Dans le cinéma de Merzak Allouache, le paradis prend des allures d’enfer

Tout l’humour algérien transparaît dans le titre du dernier film de Merzak Allouache, « Enquête au paradis », qui sort ce mercredi 16 janvier en salle en France. Ce réalisateur dont les fictions subtiles agacent toujours les ennemis de l’esprit critique propose cette fois un docu-fiction hors norme. Une journaliste interprétée par la comédienne Salima Abada enquête aux quatre coins de l’Algérie pour mesurer l’impact de la propagande salafiste du Maghreb et du Moyen-Orient. Décryptage.

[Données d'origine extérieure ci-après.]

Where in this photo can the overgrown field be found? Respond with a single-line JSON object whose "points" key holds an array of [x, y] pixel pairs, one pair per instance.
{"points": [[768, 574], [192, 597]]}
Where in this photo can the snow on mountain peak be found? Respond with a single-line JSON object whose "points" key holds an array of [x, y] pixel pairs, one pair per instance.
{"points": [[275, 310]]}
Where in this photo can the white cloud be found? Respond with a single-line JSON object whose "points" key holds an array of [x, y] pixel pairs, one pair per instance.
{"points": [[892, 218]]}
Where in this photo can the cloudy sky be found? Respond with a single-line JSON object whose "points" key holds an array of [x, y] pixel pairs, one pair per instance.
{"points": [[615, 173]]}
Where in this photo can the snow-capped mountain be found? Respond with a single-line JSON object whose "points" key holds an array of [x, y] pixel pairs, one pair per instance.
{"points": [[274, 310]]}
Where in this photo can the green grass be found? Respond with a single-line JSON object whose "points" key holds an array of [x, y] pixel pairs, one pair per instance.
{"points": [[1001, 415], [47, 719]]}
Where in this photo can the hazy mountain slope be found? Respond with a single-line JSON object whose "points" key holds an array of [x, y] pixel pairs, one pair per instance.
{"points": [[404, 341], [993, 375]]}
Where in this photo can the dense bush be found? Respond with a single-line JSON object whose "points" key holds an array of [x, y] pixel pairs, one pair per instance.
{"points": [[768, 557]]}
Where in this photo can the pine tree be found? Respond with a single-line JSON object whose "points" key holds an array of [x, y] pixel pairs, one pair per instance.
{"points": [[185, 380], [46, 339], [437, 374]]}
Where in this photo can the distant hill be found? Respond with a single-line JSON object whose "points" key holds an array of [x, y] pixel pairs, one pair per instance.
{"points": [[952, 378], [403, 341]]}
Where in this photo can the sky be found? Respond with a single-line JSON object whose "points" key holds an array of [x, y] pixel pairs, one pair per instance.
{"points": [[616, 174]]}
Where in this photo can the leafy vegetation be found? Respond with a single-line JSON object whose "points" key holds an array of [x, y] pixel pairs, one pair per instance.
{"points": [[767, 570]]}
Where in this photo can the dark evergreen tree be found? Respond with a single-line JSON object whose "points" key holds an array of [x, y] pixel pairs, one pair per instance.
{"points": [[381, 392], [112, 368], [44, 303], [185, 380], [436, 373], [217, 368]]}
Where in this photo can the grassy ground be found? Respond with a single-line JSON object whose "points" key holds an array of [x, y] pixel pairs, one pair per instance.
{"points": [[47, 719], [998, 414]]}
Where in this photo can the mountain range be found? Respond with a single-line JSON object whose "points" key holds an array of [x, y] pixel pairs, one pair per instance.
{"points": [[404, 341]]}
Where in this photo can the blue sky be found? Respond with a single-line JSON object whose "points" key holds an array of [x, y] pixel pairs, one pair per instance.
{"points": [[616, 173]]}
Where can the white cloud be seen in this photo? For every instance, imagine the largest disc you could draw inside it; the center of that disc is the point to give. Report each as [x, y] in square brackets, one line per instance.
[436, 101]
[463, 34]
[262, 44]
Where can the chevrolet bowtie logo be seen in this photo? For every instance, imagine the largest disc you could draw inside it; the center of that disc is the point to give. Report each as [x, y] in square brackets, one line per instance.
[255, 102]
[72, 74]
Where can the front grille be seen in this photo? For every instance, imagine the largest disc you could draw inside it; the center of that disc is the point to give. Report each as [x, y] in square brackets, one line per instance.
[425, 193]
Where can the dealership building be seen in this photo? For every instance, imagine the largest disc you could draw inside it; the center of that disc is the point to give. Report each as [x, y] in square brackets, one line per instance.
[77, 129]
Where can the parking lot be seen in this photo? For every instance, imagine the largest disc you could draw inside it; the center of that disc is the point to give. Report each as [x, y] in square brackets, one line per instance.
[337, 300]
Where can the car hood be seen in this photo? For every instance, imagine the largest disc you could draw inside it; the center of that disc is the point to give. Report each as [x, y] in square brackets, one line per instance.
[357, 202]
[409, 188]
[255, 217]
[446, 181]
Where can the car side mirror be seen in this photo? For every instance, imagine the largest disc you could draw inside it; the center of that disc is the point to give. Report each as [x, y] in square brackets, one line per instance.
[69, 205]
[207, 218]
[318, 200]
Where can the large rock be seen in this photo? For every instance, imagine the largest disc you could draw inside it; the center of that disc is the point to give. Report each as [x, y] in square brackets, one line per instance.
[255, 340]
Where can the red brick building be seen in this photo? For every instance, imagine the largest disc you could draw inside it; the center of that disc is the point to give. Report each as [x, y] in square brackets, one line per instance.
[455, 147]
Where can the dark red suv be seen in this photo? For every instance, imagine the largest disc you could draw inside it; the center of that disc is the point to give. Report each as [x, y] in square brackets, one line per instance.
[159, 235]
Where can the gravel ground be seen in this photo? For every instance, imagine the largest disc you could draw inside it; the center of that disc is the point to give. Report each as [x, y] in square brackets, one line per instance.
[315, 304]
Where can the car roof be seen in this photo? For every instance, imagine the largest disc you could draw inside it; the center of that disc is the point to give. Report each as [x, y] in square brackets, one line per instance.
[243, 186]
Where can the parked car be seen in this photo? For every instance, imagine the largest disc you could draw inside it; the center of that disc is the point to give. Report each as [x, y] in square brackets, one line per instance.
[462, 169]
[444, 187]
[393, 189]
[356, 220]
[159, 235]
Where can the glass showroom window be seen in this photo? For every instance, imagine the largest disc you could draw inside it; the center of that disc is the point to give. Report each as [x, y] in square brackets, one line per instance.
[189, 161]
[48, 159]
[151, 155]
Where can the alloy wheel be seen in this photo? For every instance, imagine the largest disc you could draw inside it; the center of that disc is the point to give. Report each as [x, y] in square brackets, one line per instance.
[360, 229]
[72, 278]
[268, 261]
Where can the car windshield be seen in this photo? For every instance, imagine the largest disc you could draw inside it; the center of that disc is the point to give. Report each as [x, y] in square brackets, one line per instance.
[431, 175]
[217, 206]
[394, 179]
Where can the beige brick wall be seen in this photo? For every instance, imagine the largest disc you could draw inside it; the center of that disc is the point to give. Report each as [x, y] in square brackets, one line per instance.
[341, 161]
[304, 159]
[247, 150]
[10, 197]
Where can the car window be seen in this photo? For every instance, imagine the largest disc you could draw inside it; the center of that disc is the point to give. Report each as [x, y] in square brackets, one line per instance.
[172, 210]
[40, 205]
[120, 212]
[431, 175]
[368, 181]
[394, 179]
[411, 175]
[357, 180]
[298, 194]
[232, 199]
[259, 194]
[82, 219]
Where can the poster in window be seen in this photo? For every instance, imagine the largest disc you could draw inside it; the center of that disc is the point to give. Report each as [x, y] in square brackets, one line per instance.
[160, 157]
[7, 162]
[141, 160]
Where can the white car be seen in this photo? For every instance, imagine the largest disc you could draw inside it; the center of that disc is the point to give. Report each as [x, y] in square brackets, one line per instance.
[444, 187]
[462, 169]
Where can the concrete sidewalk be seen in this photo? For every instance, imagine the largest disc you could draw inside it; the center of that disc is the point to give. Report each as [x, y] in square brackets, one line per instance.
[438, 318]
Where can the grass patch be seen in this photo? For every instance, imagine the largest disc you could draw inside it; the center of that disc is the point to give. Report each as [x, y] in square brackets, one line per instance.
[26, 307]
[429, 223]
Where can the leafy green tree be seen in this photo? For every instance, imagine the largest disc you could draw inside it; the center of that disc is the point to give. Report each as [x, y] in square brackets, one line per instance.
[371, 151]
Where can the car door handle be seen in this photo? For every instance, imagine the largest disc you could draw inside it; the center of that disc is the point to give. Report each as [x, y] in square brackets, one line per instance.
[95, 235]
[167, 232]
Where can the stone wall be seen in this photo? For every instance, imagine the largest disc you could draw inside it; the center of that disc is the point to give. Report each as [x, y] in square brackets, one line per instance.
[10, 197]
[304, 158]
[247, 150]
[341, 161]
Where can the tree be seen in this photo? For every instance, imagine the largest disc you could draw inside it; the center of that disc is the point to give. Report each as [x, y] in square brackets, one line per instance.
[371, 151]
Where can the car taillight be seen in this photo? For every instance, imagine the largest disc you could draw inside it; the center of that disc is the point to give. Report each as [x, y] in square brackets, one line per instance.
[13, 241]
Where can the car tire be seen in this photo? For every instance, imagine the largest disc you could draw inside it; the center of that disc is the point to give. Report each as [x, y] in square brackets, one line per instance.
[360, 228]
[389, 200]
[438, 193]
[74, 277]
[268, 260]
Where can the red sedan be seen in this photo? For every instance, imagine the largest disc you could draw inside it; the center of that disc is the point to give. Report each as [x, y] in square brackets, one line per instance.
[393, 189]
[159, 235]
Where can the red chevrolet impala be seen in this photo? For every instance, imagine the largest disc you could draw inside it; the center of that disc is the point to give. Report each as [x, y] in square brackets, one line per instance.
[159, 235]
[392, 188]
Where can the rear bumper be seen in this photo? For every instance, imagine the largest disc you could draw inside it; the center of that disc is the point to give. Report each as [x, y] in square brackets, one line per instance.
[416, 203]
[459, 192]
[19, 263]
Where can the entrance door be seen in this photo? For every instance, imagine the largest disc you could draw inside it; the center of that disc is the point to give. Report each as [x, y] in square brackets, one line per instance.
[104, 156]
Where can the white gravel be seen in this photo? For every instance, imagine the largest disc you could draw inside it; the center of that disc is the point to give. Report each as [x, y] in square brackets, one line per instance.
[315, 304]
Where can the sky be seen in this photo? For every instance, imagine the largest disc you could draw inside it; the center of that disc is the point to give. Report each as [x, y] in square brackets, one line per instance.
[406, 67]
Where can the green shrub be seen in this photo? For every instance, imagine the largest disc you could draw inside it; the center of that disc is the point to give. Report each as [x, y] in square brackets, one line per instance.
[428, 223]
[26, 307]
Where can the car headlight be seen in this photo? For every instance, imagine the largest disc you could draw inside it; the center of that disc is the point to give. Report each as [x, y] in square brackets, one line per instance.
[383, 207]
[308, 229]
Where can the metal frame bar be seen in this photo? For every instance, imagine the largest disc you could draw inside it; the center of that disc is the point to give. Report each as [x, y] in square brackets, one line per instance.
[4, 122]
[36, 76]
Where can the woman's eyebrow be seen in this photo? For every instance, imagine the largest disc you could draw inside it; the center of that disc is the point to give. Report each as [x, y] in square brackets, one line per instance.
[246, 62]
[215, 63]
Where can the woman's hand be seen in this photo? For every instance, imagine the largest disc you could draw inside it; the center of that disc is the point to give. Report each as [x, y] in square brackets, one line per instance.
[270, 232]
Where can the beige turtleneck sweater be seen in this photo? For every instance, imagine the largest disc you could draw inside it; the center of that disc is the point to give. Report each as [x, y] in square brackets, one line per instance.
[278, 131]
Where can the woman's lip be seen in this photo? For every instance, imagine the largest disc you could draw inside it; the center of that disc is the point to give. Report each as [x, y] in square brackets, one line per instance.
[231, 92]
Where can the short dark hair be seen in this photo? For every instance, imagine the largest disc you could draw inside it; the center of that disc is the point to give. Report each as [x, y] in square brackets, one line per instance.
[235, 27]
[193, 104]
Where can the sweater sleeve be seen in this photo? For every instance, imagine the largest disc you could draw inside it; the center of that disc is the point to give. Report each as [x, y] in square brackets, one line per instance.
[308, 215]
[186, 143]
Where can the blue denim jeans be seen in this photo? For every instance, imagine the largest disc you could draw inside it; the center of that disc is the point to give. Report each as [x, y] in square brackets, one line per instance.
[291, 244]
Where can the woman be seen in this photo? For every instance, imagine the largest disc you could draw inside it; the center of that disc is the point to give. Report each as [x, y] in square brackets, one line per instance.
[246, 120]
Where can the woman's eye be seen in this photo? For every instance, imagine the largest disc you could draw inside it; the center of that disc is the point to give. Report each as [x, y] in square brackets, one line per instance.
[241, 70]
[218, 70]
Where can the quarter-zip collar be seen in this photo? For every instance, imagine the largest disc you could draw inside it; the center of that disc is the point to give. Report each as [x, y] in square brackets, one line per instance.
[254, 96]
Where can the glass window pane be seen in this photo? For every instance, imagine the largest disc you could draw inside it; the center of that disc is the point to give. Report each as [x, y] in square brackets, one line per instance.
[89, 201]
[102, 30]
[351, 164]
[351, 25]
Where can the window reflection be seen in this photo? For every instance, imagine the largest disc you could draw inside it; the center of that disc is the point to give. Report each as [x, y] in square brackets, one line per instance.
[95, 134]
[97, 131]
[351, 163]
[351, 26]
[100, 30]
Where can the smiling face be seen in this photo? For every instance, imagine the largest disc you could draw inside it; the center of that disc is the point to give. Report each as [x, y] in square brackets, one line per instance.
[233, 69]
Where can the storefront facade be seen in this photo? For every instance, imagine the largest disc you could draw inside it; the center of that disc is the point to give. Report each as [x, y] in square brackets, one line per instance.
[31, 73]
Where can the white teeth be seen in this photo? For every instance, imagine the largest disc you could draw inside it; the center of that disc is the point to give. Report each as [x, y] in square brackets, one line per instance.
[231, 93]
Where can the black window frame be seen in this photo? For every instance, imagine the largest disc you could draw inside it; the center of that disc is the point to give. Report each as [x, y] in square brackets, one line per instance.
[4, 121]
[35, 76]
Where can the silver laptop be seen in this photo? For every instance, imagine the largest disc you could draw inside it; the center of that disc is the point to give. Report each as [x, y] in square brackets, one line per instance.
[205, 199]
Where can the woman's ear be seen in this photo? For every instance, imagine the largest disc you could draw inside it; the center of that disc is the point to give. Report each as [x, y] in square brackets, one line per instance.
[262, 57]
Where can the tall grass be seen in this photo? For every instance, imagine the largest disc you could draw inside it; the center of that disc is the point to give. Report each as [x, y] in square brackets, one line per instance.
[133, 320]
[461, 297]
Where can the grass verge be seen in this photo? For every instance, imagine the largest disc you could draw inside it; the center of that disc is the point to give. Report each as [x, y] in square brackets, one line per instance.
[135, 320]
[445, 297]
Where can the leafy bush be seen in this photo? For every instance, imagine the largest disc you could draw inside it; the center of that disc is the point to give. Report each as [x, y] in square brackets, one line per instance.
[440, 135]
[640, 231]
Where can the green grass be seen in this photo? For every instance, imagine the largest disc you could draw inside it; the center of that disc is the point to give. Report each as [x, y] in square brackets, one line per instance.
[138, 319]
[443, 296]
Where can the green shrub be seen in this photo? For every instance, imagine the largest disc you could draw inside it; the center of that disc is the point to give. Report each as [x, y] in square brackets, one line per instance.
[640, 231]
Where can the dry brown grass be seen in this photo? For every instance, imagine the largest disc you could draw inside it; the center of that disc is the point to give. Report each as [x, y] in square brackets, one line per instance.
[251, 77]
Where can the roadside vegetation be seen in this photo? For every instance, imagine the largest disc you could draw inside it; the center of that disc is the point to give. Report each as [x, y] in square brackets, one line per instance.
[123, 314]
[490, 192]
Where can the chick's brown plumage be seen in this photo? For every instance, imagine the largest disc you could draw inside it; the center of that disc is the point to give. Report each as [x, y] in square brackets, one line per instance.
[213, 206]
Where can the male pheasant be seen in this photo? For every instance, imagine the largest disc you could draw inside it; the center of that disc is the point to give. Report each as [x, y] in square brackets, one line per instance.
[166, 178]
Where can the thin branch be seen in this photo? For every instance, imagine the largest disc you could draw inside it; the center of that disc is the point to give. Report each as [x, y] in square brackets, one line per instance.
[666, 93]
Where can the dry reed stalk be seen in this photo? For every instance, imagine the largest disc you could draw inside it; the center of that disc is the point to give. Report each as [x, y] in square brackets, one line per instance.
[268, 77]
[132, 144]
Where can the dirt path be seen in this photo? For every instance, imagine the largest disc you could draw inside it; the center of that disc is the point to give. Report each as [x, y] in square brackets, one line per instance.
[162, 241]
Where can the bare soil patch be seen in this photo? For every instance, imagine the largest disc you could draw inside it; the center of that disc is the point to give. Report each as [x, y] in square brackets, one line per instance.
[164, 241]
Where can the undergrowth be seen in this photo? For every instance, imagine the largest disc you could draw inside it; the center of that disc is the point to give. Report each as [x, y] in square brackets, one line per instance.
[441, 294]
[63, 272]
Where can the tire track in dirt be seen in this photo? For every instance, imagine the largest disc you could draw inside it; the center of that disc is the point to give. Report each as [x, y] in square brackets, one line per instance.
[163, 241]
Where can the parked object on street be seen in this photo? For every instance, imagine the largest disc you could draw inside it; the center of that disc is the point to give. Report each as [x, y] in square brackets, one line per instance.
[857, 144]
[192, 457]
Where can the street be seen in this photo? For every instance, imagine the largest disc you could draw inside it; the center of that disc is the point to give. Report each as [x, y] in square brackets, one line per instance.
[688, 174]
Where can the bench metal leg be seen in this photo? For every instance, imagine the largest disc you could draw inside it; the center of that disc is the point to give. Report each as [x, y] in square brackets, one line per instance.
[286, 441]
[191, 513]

Drôle, cette idée d’aller au-devant des Algériens pour leur demander comment ils voient le paradis. Rafraîchissant. Merzak Allouache pense-t-il à son propre pays, l’Algérie où, soit dit en passant, son film terminé en 2016 et primé dans différents festivals à travers le monde n’a pas encore trouvé de distributeur ? Khlass. Cette fresque austère, filmée en noir et blanc, est plus complexe qu’il n’y paraît. De quel paradis parle-t-il ? Réponse cinglante dès la première image.

Échos de la rue, sur une place, au ras des pavés, sous l’œil rassurant du réverbère : deux hommes aux airs de faux durs derrière leurs lunettes noires décrivent, émerveillés, éblouis, les 72 vierges (houris) qui sans nul doute les attendent là-bas… Sur fond de sirènes de police. La houri ? « Elle est encore plus belle que tout ce qu’on peut imaginer », dit l’un. Elle porte « 17 tenues superposées (et) il lui suffit de soulever un de ses vêtements pour illuminer la Terre et ses créatures », renchérit l’autre.
Ainsi commence ce docu-fiction fleuve (2h15 sous-titré en français), un film hors norme à plus d’un titre. Une femme, Nedjma, impulse le mouvement, interprétée par une comédienne qui joue le rôle d’une journaliste dans un quotidien d’Alger. Allouache lui a donné carte blanche pour mener l’enquête et, d’emblée, sa question crève l’écran. Comme une évidence que personne n’avait cru bon exprimer jusqu’ici.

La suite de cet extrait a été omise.